Gallagher [Michael Gallagher, First Assistant Secretary, Higher Education
Division, Department of Education, Training and Youth Affairs, Dr. Kemp's
Department] suggested to the same Senate Committee that Vice-Chancellors who
said such things were simply 'looking for an easy way out' and not facing up to
their 'management responsibilities.'" He then asks the rhetorical question, "Why
would I answer that way?" and proceeds to list the reasons in the course of
which he cites statements
made by Senator Robert Hill (Lib) who refers to "the funding crisis in higher education and
the deteriorating quality of education in this country as a result" and Dr.

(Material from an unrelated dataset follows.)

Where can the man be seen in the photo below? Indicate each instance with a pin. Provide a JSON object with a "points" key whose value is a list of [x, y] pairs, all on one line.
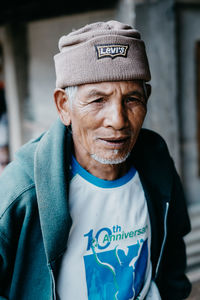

Kemp, "[I]t is quite clear... the research infrastructure with which [post
graduate students] have to deal is in crisis". Professor Chubb also points out
that Dr. Kemp quotes Prof. Alan Gilbert (now V-C, University of Melbourne) that
the best Australian University might just make it into the world top 50. Gilbert
has recently revised his estimate to the top 75 or top 100.
Professor Chubb concludes his rebuttal, "I leave you to draw your conclusions."
As TFW observed in March, it's just a
matter of how [and apparently when] you define crisis.